In West Virginia, with its palpable dislike of outsiders and racial minorities, it's hard not to think Obama's race had something to do with this. Capito had been in Congress, and no one could point to anything she accomplished in the last few terms. She presented no agenda except stopping Obama and the EPA.

It didn't help that the Supreme Court wouldn't hear the case for maintaining the ban on same-gender marriage in West Virginia. President Obama, at least in his second term, has been a supporter of gay rights, and I'm sure that rankled people here and in other states. West Virginia passed a law against same-gender marriage a few years ago, with only three dissenters: two here in Morgantown and one in Huntington. One of the two in Morgantown, the first African-American mayor, was defeated in this election. In our district, we have gone from three Democrats and two Republicans in the legislature to four Republicans and one Democrat. Voters here could press one button to vote "all Democratic" or "all Republican." People should have had to vote for each office. Republican campaign materials tended not to state which party the candidate belonged to.

I voted for Tennant, maybe because singer-songwriter Carole King came here to support her.  I'm not sure that King, a well-known liberal, a Jew and a New Yorker by birth, was helpful to the campaign.
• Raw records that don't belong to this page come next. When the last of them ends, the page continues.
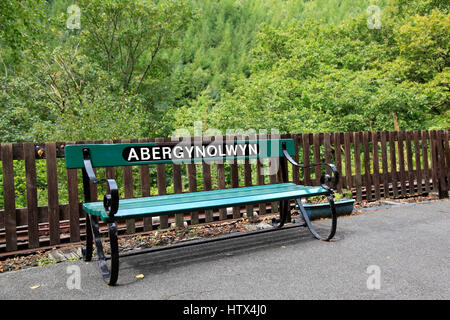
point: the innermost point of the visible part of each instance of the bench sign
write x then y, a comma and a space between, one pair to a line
180, 152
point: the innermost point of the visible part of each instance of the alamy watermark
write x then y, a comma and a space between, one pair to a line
74, 279
374, 280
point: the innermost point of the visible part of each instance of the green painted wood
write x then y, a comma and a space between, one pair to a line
187, 202
110, 155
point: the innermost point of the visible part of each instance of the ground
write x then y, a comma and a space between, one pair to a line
407, 244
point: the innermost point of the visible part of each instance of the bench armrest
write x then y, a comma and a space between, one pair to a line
111, 199
325, 179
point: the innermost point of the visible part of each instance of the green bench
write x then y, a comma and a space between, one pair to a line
90, 156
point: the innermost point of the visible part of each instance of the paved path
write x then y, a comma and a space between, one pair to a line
410, 245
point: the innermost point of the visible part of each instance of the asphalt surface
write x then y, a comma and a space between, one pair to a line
409, 246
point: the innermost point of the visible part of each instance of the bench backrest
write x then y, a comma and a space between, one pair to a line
129, 154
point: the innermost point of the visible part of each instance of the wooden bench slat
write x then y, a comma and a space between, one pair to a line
177, 203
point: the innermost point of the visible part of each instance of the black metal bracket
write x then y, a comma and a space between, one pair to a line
325, 179
110, 200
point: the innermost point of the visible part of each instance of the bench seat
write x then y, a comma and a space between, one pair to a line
193, 201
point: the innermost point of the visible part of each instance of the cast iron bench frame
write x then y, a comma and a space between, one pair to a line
111, 199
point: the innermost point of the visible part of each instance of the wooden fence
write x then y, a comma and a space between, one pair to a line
41, 199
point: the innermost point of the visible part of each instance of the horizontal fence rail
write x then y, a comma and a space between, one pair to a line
40, 200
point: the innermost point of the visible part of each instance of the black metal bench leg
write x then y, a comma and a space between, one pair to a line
284, 212
308, 222
86, 251
111, 274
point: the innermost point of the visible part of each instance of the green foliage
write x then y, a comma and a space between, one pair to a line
311, 77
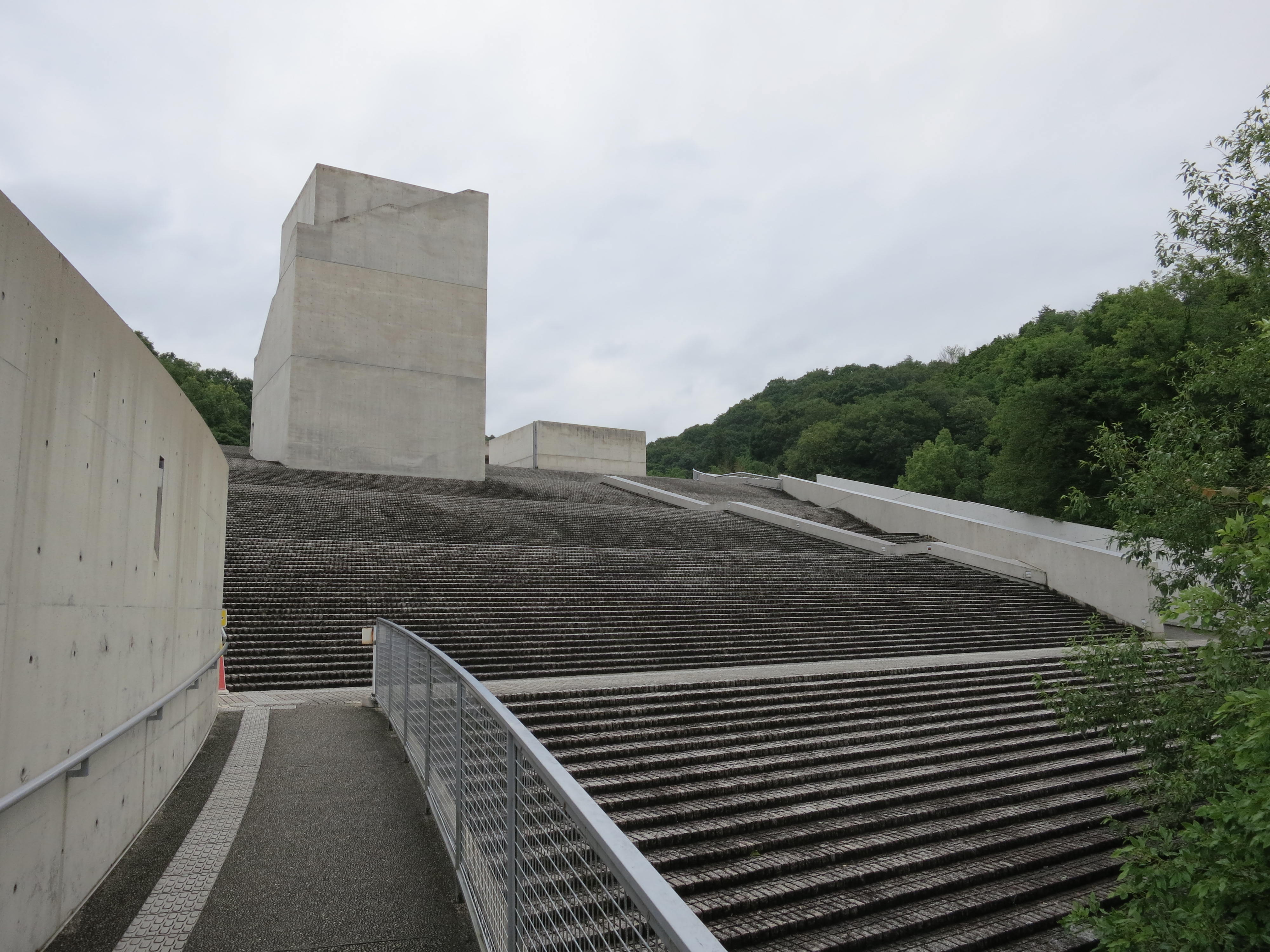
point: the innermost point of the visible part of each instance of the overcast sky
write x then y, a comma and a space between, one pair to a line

She got me to vote for Tennant, but I'm not a typical West Virginian. I was sorely tempted to vote for The Mountain Party, whose views are closest to mine. Their problem is that they have no chance of winning.

I read Kathleen Parker in our local paper, The Dominion-Post, this morning (November 13). She blames Democrats for alleged lies about The Affordable Care Act. She is upset that people lost their insurance despite promises that they could keep their insurance. That was always conditional on those policies meeting certain standards, which many of them didn't. I don't believe it was the big issue she states it is. I think she knows that and is just looking for something to throw at President Obama. She's delusional if she thinks, as she says, that the Republican victory was about "restoring that trust" in government.

I think the Republicans won by limiting voting among African-Americans, who vote overwhelmingly for Democrats, by nefarious reapportionment schemes, difficult ID laws, and not accepting new registrations, even though they were filed timely. I credit the Supreme Court with allowing "dark money" to pollute elections, and overturning The Voting Rights Act, allowing mostly formerly-Confederate states to impose new restrictions on voting that would adversely affect African-Americans.

There is no denying that Democrats could have done a much better job of presenting themselves. They could have stood up for the ACA and promoted clean air and water, even in West Virginia. In our district, Democrat Glen Gainer ran almost no campaign against Tea Party favorite David McKinley, a climate change denier.

If the Republicans are proud of their victory, I'm fine with it. They got it from Democratic timidity, racism, homophobia, cheating on the rules, and money from only the top 1% of our economy. Maybe a majority of voters are fine with that. I'm not.